Turkish President Recep Tayyip Erdogan is in Moscow to discuss the two countries' roles in the Syria conflict. They are increasingly cooperating in the complex Middle Eastern war.
Russia partially lifted an import ban on Turkish agricultural goods ahead of a meeting between Presidents Vladimir Putin and Recep Tayyip Erdogan in the Kremlin on Friday.
"We are actively working to solve the most acute crises, first of all in Syria," Putin said as he greeted Erdogan at the start of the talks. "I'm very pleased to note, and few seemed to expect it, that our military and special services have established such efficient and close contact."
The Kremlin said it expected the Syria conflict and improvement in business ties to feature prominently in the discussions.
"The leaders will discuss the entire scope of Russian-Turkish relations with a focus on the further restoration of mutually beneficial trade and economic ties," particularly collaboration on the Turkish Stream gas pipeline and the Akkuyu Nuclear Power Plant, the Kremlin said.
Russia said it would accept imports of Turkish onions, cauliflower and broccoli but it would maintain a ban on one of Turkey's most important agricultural exports: tomatoes. Russia imposed the ban in early 2015 after a Turkish fighter jet shot down a Russian warplane on the Turkish-Syrian border.
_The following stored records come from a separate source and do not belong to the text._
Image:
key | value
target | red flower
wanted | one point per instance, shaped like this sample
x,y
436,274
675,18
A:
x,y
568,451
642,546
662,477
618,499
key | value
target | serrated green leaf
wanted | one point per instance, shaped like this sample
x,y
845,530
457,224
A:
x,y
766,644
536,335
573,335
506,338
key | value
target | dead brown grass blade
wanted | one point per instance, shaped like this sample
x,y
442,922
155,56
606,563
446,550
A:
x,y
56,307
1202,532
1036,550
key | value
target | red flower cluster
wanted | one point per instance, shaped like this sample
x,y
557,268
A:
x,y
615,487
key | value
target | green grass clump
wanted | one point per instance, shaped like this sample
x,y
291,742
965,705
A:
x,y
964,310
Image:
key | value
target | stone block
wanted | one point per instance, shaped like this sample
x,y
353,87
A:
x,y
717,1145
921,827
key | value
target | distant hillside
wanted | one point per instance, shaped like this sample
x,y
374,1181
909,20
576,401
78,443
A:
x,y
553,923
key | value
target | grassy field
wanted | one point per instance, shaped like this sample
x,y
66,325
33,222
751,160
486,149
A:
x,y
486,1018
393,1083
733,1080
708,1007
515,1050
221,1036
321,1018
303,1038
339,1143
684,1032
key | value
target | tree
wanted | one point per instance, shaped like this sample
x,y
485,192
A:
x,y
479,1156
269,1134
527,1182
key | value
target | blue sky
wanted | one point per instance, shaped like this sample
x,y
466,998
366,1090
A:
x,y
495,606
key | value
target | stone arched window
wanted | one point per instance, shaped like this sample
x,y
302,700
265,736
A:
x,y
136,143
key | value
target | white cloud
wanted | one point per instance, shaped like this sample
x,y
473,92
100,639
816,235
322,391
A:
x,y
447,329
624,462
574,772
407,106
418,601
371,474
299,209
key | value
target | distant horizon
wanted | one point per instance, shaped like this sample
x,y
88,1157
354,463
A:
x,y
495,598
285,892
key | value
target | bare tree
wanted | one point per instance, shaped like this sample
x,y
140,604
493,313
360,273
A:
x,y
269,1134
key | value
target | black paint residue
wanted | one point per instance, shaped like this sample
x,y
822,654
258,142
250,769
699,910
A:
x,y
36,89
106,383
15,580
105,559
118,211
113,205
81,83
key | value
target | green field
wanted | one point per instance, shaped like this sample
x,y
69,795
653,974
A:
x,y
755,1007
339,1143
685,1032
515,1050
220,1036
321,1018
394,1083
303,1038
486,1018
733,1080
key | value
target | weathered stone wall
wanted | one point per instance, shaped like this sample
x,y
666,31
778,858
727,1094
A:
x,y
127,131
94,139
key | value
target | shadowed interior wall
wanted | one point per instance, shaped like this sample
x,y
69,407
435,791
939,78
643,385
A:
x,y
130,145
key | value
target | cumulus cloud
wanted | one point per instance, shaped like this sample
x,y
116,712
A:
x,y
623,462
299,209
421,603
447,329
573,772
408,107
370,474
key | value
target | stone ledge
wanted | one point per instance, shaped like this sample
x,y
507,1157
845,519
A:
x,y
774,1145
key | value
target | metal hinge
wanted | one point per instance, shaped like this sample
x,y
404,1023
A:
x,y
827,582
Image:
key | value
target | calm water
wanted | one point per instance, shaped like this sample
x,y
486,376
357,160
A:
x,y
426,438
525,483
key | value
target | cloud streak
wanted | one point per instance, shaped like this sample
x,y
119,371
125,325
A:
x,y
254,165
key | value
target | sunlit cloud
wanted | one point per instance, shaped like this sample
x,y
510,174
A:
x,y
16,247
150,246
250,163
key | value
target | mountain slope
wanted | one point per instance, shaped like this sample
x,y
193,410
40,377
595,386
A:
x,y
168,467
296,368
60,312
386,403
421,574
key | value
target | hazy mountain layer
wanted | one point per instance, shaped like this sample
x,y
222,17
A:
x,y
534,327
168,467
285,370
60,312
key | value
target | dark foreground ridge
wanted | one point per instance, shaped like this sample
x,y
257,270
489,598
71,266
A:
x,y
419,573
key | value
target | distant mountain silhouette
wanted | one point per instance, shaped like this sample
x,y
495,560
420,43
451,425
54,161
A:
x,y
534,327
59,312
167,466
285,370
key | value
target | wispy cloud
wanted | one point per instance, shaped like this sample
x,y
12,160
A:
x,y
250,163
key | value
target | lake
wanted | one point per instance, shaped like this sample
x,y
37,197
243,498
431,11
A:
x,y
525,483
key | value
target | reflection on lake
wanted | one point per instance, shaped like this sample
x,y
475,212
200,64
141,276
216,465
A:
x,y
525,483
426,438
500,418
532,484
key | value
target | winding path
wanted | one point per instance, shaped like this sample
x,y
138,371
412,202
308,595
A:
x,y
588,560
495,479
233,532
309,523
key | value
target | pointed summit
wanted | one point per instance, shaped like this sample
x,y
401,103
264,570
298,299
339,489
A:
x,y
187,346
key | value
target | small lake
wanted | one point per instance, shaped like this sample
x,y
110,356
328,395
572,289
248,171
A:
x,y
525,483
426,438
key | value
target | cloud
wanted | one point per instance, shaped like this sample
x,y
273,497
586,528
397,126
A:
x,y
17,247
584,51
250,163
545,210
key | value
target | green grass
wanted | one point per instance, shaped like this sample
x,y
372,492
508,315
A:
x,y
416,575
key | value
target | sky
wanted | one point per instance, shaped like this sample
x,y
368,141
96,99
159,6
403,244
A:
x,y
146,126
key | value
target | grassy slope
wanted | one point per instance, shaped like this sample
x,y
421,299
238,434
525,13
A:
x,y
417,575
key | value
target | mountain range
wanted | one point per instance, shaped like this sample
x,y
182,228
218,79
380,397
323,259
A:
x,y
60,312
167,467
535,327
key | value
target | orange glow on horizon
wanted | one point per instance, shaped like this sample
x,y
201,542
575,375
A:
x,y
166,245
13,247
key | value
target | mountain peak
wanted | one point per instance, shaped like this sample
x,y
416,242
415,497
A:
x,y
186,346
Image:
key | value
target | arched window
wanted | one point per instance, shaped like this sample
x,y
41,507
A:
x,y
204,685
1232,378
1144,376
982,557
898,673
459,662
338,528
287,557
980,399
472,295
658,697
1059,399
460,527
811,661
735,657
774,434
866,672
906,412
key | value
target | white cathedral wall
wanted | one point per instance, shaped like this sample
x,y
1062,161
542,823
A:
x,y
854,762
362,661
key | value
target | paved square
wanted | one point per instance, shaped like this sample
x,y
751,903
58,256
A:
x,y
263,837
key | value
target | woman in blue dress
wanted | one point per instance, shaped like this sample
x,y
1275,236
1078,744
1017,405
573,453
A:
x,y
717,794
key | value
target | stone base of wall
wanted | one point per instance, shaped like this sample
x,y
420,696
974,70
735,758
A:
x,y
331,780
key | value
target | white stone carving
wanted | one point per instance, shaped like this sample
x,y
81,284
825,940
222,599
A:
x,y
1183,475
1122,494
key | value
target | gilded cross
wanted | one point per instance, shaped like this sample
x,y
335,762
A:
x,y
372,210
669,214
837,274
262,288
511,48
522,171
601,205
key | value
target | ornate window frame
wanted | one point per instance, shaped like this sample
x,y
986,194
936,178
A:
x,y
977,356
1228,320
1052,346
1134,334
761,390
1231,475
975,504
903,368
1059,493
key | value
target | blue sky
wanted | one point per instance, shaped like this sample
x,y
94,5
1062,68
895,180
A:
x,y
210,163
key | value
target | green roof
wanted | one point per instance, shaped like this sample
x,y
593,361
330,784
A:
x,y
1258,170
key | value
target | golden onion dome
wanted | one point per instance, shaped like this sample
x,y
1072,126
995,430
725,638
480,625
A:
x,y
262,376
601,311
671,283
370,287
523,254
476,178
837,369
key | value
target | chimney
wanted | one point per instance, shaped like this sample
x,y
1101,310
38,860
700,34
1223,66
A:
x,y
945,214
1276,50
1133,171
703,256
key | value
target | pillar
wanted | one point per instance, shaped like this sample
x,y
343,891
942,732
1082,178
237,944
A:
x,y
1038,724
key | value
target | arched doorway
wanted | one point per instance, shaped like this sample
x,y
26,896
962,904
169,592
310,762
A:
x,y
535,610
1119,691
The two countries brokered a cease-fire in Syria in December that helped reduce the scale of fighting between forces loyal to Syrian President Bashar al-Assad and the opposition. The two also co-sponsored several rounds of talks this year between al-Assad's government and its opponents. Another round is set for next week.
Russia and Turkey also started coordinating their operations against the so-called "Islamic State" in Syria. A Russian air raid last month accidentally killed three Turkish soldiers, but the incident did not derail the military coordination.
Putin met Israeli leader Benjamin Netanyahu and German Foreign Minister Sigmar Gabriel on Thursday to discuss Syria and efforts to fight international terrorism.